Eines der reizvollsten Projekte ist die zweiteilige Video-Installation „Cento Piedi“ der rumänischen Künstlerin Aurelia Mihai: Die Trajanssäule in Rom ist Gegenstand des ersten Videos auf der Vorderseite der Leinwand, samt Touristen, die das Monument ihrerseits mit Kameras belagern. Der zweite Film (auf der Hinterseite der Leinwand) wurde im Inneren der Säule gedreht: Eine Putzfrau kehrt und schrubbt mit liebevoller Hingabe die Stufen und singt dazu ein rumänisches Volkslied. Der Knackpunkt: Das Fries auf der Trajanssäule erzählt die Geschichte der Eroberung Dakiens, des späteren Rumänien. Zudem leben heute etwa 800.000 Menschen aus Rumänien unter schwierigen sozialen Bedingungen in Rom. - Der Blick der Künstler von heute auf die Vergangenheit ist sehr oft sozial-politisch grundiert.
Die Künstlerin Liesl Ponger hat sich Indana Jones vorgeknöpft, dessen Abenteuer in den Kultfilmen tatsächlich das Bild des Archäologen in der breiten Öffentlichkeit beeinflusst haben: Pongers Bilder spielen mit dem Indiana Jones-Klischee.
Die Antike war knallbunt, daran erinnert Thomas Hochleitner, der Direktor des Salzburg Museum. Genau darauf spielt Hans Peter Feldmann mit seinen grellfarbigen Skulpturen an. Elegant - „klassisch“? - weiß sind daneben die Leihgaben aus der Abguss-Sammlung der Universität Salzburg.
Das wohl spannendste Objekt der Ausstellung ist selber schon ein Artefakt – wenn auch nur aus dem Jahr 1974: Das beinahe Raum füllende Modell „Ostia Antica“ von Anne und Patrick Poirier war 1974 Teil der legendären Ausstellung „Spurensicherung: Archäologie und Erinnerung“ von Günter Metken im Hamburger Kunstverein: Das riesengroße Modell der Hafenstadt des antiken Rom besteht aus „archäologischen Rekonstruktionen“ und „utopischen Konstruktionen“, spielt also mit dem Thema „Modell“.

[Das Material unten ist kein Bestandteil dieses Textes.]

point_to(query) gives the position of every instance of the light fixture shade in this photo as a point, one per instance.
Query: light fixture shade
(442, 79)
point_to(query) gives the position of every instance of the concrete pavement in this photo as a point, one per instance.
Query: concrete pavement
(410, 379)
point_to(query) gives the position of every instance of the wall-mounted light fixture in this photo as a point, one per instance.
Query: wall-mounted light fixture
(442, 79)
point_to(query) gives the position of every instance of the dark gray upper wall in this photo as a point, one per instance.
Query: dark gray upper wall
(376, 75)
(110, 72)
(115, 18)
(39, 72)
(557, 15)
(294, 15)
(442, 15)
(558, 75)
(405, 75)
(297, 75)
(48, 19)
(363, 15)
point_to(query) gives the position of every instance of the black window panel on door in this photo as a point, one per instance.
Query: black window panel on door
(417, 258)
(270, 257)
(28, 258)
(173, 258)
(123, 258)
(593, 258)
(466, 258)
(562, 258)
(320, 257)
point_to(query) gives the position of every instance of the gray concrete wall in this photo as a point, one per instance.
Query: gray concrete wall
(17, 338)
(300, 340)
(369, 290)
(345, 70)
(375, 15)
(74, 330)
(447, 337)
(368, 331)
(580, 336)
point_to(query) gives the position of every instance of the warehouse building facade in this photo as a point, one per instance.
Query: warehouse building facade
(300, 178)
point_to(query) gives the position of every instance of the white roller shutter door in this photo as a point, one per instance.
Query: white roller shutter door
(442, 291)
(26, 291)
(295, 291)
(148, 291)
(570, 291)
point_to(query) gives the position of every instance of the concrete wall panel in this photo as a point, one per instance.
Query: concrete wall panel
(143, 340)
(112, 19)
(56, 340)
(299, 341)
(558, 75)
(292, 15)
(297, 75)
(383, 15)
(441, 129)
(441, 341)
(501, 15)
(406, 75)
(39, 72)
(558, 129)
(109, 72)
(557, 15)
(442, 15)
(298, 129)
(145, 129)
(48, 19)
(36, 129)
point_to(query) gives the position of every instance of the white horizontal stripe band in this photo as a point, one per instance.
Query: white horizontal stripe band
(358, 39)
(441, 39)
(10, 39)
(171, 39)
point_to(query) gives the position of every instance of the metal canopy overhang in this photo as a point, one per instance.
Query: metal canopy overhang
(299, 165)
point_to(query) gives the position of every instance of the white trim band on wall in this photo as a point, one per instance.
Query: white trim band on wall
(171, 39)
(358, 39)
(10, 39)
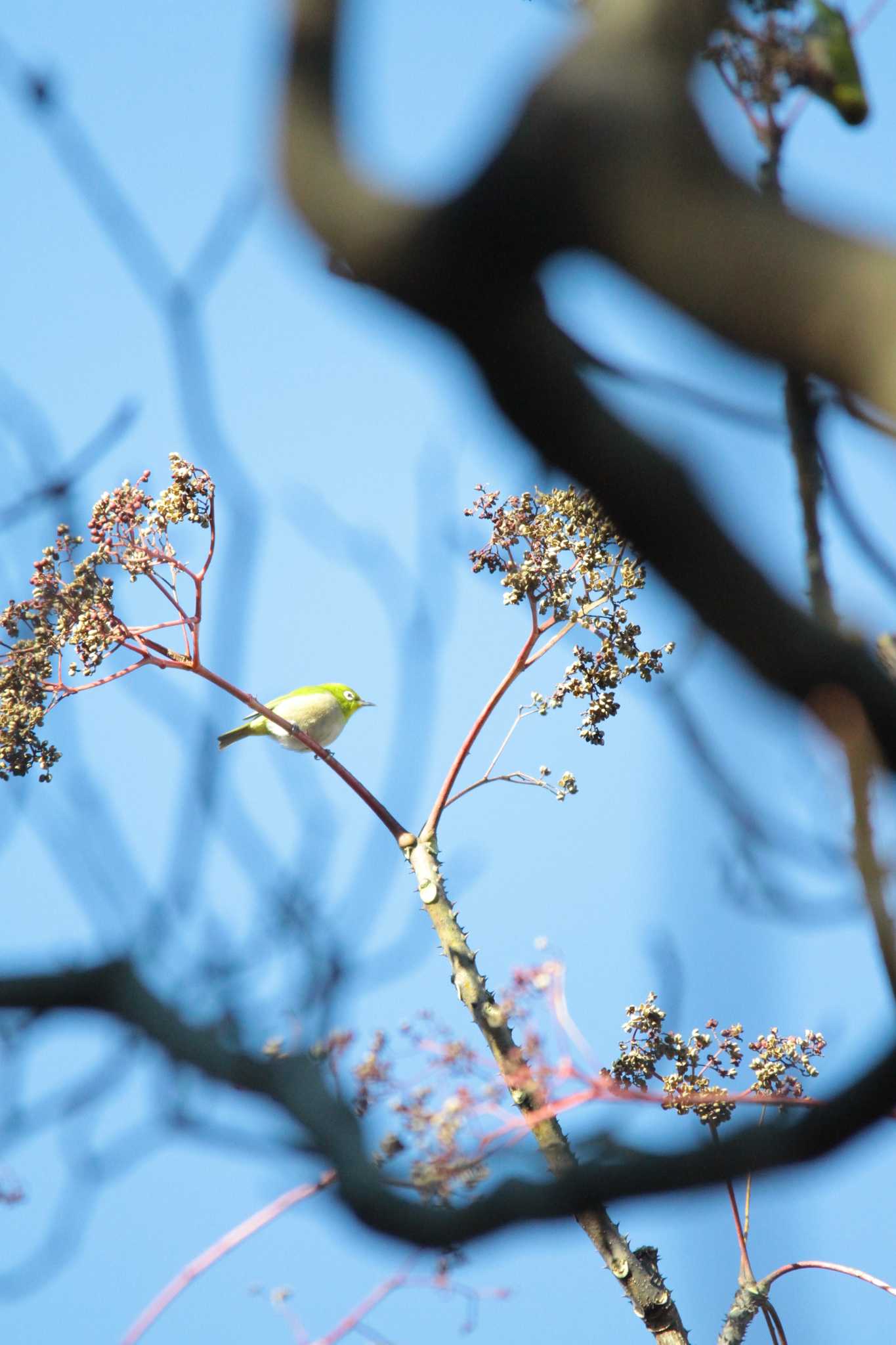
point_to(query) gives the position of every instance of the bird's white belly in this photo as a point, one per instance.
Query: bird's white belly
(319, 716)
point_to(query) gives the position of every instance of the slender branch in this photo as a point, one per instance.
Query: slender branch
(639, 1275)
(834, 1266)
(219, 1248)
(802, 417)
(379, 810)
(296, 1086)
(479, 724)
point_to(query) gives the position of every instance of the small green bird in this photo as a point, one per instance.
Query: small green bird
(830, 65)
(322, 712)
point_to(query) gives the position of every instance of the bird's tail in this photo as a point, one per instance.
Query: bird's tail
(234, 736)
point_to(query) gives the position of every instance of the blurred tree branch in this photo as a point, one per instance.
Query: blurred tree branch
(609, 155)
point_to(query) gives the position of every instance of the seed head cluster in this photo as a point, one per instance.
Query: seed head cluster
(706, 1056)
(561, 552)
(70, 609)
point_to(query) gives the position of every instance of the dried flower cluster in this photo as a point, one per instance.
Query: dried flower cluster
(561, 552)
(767, 49)
(72, 606)
(689, 1086)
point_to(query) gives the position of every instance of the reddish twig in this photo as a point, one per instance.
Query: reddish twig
(219, 1248)
(834, 1266)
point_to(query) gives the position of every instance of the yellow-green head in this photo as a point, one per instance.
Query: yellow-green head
(320, 711)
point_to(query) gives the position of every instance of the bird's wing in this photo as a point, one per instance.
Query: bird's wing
(278, 699)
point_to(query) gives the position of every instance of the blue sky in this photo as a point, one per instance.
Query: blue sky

„In der Ausstellung werden Archäologie und der Bezug der Kunst auf ihre eigene Vergangenheit beleuchtet. Die historischen Beispiele und die Gipsabgüsse griechischer Statuen vermitteln ausgewählte Traditionslinien einer Bezugnahme auf die Antike und belegen, dass Kunst immer auch eine ‚Kunst über Kunst’ gewesen ist. Schließlich führt die Ausstellung vierzehn Arbeiten der letzten vier Jahrzehnte zusammen. Jedes dieser Werke ist in spezifischer Weise auf die Antike bezogen. So thematisiert "Archäologie?!" insgesamt, warum sich Künstlerinnen und Künstler mit der Antike beschäftigen und welcher Bogen sich bei dieser Fragestellung über Jahrhunderte bis zur Gegenwart spannen lässt.“ Soweit Martin Hochleitner. Auch er ein Archäologe. Pallas Athene, Schutzherrin der Kopfgeburt, hätte mit ihnen allen eine große Freude.